Should You A/B Test Small Changes or Big Changes?
A common question I hear about A/B testing is whether to test small changes or big changes. My answer, almost always, is ”test big changes.”
There’s an immediate follow-up question: “But if I test a big change and it wins/loses, how will I know exactly what made it win/lose?”
Who cares what made it win?! Take pleasure from the improvement or learn from the loss, and move on to the next experiment!

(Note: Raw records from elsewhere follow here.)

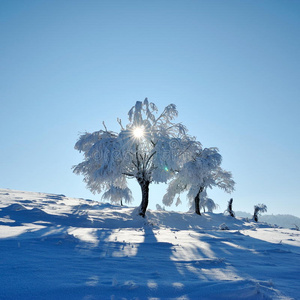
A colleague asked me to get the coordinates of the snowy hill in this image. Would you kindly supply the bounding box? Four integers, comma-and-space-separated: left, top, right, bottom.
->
235, 211, 300, 228
0, 189, 300, 300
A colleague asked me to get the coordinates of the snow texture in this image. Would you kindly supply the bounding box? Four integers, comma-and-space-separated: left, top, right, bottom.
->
0, 190, 300, 300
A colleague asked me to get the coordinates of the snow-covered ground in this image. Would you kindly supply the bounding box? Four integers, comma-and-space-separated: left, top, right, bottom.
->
0, 189, 300, 300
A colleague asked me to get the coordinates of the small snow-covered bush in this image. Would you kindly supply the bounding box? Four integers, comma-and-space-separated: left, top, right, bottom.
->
219, 223, 229, 230
253, 204, 267, 222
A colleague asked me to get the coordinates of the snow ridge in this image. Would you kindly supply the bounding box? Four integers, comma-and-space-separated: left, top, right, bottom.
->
0, 189, 300, 300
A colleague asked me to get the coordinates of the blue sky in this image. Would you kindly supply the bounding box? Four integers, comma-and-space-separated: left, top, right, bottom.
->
0, 0, 300, 217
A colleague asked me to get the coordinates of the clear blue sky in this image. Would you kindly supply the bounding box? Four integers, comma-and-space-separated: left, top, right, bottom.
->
0, 0, 300, 217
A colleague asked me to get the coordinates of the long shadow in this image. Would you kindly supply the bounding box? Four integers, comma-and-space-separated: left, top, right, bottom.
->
0, 203, 300, 299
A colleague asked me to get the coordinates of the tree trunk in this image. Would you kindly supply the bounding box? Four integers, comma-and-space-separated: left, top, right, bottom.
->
195, 187, 203, 216
228, 198, 234, 218
195, 191, 201, 216
139, 180, 150, 218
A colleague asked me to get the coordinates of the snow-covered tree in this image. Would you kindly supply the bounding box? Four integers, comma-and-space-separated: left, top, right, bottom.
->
73, 98, 198, 216
225, 198, 235, 218
163, 144, 235, 215
253, 204, 268, 222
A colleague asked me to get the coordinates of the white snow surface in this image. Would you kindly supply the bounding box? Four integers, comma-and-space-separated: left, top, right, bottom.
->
0, 189, 300, 300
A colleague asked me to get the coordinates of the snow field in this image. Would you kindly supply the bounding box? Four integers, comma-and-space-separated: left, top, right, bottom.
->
0, 189, 300, 300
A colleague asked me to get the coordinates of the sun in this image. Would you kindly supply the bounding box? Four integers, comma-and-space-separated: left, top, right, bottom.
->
133, 127, 144, 139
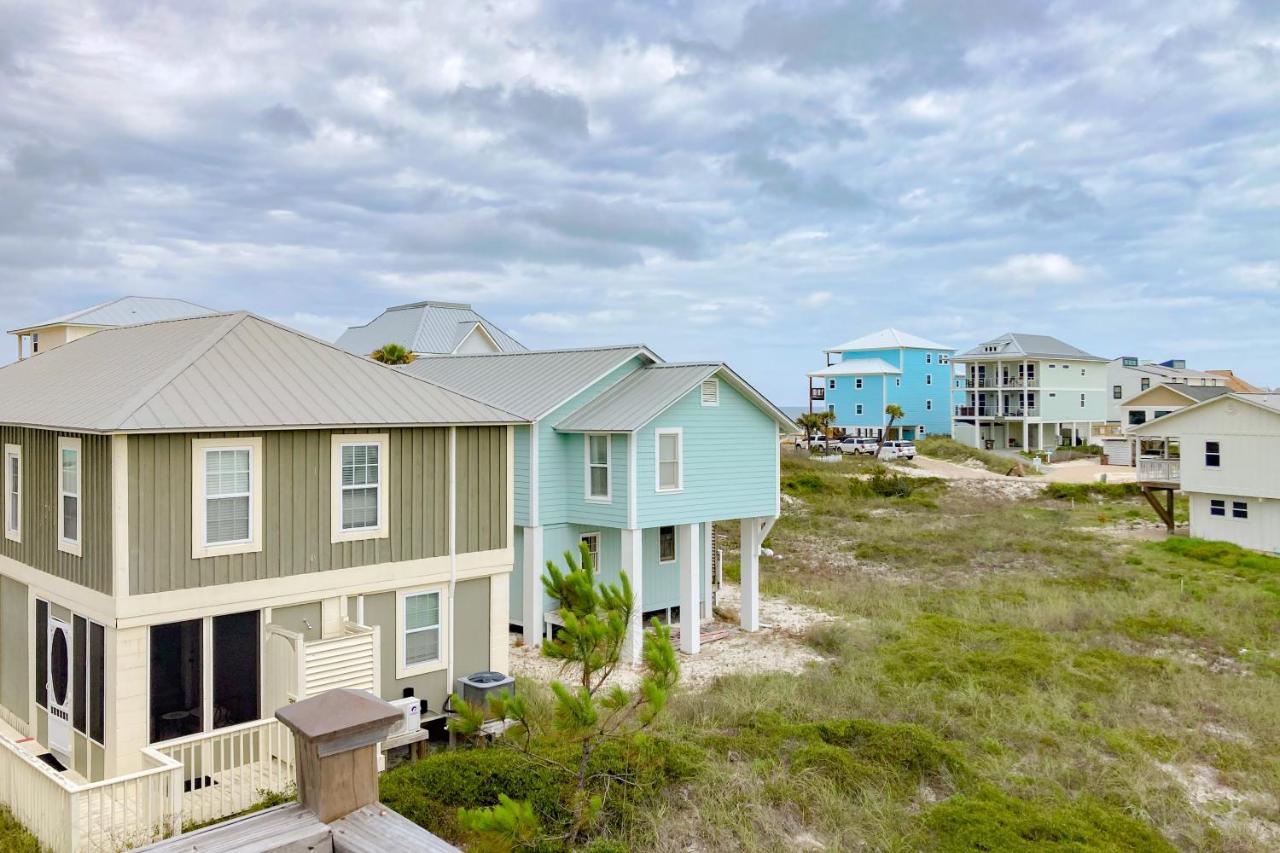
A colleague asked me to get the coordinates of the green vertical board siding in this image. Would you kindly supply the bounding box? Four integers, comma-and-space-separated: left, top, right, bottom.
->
457, 427, 511, 553
129, 428, 450, 594
0, 427, 111, 593
453, 578, 486, 676
0, 575, 33, 722
636, 378, 778, 528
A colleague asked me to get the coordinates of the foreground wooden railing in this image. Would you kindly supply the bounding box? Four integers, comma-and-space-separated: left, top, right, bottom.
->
0, 735, 182, 853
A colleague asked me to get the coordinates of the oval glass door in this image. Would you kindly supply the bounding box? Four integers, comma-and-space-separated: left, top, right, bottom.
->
47, 617, 72, 766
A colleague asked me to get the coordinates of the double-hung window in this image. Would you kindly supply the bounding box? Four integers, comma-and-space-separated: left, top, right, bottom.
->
205, 447, 253, 546
191, 437, 262, 558
4, 444, 22, 542
586, 434, 612, 501
655, 429, 685, 492
396, 588, 448, 678
58, 437, 83, 556
1204, 442, 1222, 467
330, 433, 390, 542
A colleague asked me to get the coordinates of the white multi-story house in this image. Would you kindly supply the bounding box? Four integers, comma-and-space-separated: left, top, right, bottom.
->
1129, 393, 1280, 553
1107, 356, 1228, 427
955, 333, 1107, 450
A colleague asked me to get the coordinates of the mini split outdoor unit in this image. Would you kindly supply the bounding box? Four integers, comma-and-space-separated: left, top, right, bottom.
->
456, 672, 516, 708
387, 695, 422, 738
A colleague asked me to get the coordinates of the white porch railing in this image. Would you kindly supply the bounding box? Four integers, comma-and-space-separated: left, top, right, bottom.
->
0, 735, 183, 853
151, 717, 296, 824
1138, 456, 1183, 483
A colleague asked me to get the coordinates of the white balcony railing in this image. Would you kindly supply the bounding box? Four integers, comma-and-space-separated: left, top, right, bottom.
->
0, 735, 183, 853
1138, 456, 1183, 483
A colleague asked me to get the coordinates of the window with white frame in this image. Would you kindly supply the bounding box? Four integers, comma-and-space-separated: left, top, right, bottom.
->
205, 447, 253, 544
579, 533, 600, 575
4, 444, 22, 542
658, 524, 676, 562
58, 437, 83, 556
191, 437, 262, 558
657, 429, 685, 492
399, 589, 444, 678
586, 434, 612, 501
330, 433, 390, 542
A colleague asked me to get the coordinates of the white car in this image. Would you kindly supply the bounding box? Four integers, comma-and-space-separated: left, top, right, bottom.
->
879, 442, 915, 460
836, 437, 879, 456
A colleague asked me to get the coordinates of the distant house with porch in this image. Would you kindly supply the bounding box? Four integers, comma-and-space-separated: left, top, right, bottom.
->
809, 328, 955, 439
401, 345, 795, 660
337, 301, 525, 356
955, 333, 1107, 450
1129, 392, 1280, 553
0, 313, 520, 852
1094, 383, 1228, 465
9, 296, 216, 361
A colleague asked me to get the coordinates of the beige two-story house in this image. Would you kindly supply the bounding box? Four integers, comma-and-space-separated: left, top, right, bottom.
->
0, 313, 517, 849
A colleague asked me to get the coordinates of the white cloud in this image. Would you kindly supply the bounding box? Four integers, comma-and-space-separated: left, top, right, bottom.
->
986, 252, 1085, 286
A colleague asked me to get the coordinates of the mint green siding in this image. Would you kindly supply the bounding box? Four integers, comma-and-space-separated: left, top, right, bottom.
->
538, 357, 645, 524
636, 379, 778, 528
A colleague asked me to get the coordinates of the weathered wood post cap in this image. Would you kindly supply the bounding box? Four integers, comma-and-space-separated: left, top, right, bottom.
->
275, 688, 402, 758
275, 688, 402, 824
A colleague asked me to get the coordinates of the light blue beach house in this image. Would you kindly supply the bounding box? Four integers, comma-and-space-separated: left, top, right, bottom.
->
402, 346, 795, 660
809, 329, 955, 439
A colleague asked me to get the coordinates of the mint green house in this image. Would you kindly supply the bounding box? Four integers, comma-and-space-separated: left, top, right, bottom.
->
402, 346, 795, 660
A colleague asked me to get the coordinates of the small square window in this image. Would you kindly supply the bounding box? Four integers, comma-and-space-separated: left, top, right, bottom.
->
658, 524, 676, 562
1204, 442, 1222, 467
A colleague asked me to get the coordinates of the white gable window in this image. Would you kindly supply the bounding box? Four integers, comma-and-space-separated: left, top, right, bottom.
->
4, 444, 22, 542
586, 433, 612, 501
396, 587, 449, 679
58, 437, 82, 557
330, 433, 390, 542
191, 438, 262, 560
654, 428, 685, 492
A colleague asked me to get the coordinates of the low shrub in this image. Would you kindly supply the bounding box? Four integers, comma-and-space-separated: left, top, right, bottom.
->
924, 785, 1174, 853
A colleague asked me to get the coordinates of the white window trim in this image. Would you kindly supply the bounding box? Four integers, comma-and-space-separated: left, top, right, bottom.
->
582, 433, 613, 503
658, 524, 680, 566
329, 433, 392, 543
4, 444, 20, 542
575, 530, 604, 575
698, 377, 719, 406
191, 437, 262, 560
54, 435, 84, 557
396, 584, 449, 679
653, 427, 685, 494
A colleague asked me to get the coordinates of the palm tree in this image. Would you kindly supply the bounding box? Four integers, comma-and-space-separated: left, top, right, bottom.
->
881, 403, 906, 442
369, 343, 417, 364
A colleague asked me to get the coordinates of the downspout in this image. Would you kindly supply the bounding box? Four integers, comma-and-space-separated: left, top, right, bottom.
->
444, 427, 458, 694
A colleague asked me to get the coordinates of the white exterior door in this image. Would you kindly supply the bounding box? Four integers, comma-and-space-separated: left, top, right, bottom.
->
46, 616, 72, 767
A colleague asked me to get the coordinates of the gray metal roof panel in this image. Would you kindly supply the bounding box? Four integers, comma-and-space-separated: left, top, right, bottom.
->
955, 333, 1108, 361
337, 302, 526, 355
556, 362, 795, 433
0, 313, 521, 432
10, 296, 218, 334
399, 345, 658, 419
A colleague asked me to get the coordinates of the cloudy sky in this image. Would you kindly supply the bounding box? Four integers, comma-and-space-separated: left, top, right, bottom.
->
0, 0, 1280, 403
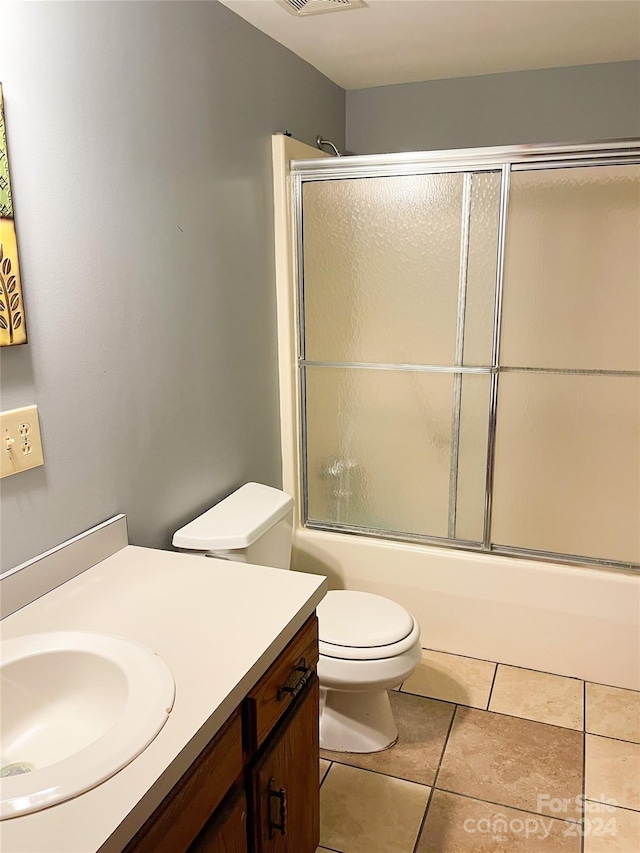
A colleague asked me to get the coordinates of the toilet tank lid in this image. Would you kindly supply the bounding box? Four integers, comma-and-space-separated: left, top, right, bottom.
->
173, 483, 294, 551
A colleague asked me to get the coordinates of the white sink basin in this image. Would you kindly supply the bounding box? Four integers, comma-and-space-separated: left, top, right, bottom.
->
0, 631, 175, 820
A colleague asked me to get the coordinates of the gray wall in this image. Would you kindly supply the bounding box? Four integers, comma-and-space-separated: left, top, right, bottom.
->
0, 2, 345, 569
347, 62, 640, 154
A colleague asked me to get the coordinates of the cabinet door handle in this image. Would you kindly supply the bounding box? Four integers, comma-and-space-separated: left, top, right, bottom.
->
277, 658, 313, 702
269, 778, 287, 838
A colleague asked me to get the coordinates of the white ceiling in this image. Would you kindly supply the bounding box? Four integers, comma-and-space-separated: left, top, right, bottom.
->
221, 0, 640, 89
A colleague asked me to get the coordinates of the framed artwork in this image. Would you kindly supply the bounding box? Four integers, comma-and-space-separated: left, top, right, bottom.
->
0, 83, 27, 347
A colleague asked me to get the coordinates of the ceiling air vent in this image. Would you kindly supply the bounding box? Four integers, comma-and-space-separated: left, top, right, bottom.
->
276, 0, 367, 17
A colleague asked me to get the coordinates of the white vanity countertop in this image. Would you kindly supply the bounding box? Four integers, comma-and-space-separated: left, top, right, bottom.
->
0, 545, 326, 853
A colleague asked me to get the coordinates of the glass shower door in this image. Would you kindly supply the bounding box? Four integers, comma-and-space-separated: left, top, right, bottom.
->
300, 171, 501, 542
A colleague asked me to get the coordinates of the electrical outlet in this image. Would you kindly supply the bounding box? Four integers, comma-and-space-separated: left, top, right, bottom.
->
0, 406, 44, 477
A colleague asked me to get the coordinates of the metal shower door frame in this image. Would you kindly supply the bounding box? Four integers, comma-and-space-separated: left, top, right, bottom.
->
291, 139, 640, 571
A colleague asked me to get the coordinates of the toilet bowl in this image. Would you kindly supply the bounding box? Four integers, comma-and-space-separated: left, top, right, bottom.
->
317, 590, 422, 752
173, 483, 421, 753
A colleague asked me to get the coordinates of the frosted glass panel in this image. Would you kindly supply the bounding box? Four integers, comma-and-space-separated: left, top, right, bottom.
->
455, 374, 491, 542
462, 172, 500, 366
501, 165, 640, 370
492, 373, 640, 562
303, 174, 464, 364
306, 367, 453, 536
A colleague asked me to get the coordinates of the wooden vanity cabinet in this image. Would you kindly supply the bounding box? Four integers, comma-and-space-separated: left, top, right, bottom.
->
248, 675, 320, 853
124, 616, 320, 853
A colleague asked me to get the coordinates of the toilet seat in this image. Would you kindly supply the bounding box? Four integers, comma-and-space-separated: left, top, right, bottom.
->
317, 590, 420, 660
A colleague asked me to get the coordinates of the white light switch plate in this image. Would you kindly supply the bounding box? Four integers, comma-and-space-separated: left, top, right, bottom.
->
0, 406, 44, 478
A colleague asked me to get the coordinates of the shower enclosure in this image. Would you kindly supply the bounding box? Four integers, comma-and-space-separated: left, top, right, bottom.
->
291, 141, 640, 569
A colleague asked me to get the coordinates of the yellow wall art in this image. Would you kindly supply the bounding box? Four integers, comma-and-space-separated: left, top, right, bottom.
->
0, 83, 27, 347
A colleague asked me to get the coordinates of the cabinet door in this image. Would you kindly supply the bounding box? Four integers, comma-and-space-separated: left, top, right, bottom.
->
250, 675, 320, 853
188, 788, 248, 853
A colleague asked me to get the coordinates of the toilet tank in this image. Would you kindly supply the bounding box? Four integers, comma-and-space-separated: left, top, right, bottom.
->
173, 483, 294, 569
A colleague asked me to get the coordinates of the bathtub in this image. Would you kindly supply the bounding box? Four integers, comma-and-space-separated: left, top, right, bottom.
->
292, 528, 640, 690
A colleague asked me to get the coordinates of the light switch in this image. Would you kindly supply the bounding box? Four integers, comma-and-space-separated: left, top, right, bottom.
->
0, 406, 44, 477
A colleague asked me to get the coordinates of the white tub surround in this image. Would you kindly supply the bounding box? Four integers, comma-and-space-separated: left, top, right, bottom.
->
0, 545, 326, 853
292, 528, 640, 690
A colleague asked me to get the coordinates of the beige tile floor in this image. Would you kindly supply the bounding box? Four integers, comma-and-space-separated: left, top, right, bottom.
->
318, 650, 640, 853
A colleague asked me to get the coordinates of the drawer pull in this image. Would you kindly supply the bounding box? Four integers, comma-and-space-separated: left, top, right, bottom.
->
277, 658, 313, 702
269, 778, 287, 838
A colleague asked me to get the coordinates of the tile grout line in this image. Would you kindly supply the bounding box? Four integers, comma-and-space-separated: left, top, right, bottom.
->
413, 705, 458, 853
585, 797, 640, 814
402, 688, 592, 743
320, 753, 431, 788
574, 729, 640, 746
318, 758, 333, 790
438, 788, 584, 826
421, 646, 640, 693
486, 663, 502, 711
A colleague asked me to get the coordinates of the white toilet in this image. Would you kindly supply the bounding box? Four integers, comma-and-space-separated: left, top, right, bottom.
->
173, 483, 421, 752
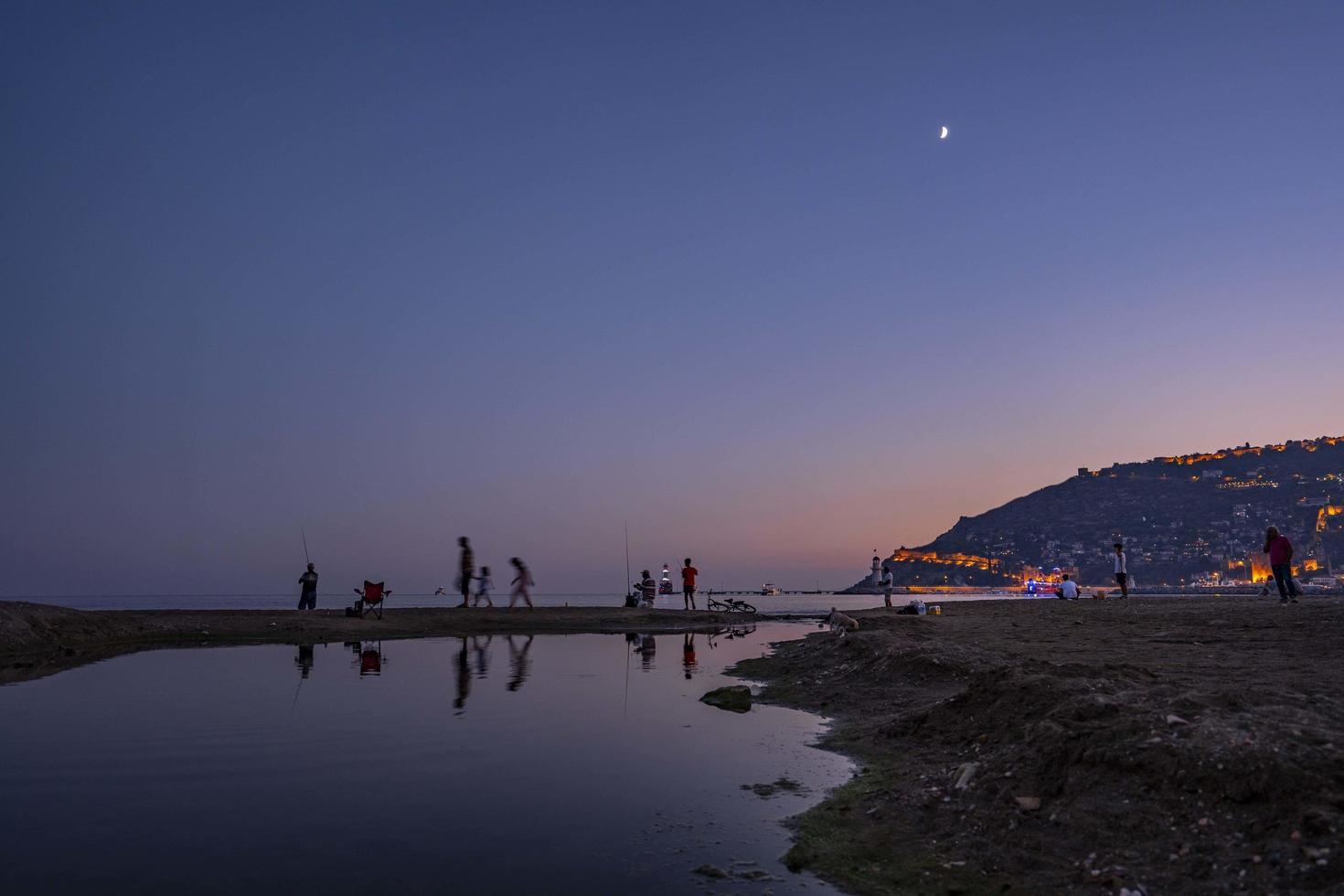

If the single upside of making a refinement—testing one small change at a time—is knowing precisely what led to the result, then it is nowhere near making up for the downsides:
- Small changes usually lead to small outcomes. You may read about or experience a small test that made a disproportionately big impact, but those are very rare. (The fact that they are rare is why people write about them. Nobody writes about the small tests that led to a 0.5% increase in conversion rates... Which is a problem.)
- Regardless of whether a small change has a positive or negative outcome, the test will need to run for a longer period of time before the difference is noticeable and statistically significant.
- There is a significant cost of opportunity. While you're running a test with a small word change or a different button color, which may or may not result in a slight improvement, you are definitely not running tests that could result in big, double-digit improvements.
Testing small changes takes more time and has less of an impact. Testing big changes, on the other hand, results in bigger outcomes and takes less time to reach a conclusive answer. Even if the outcome is negative, you will know about it much sooner, meaning you can learn from it faster and move on to the next test.
Test big changes.
And whatever you do, don’t worry about button colors.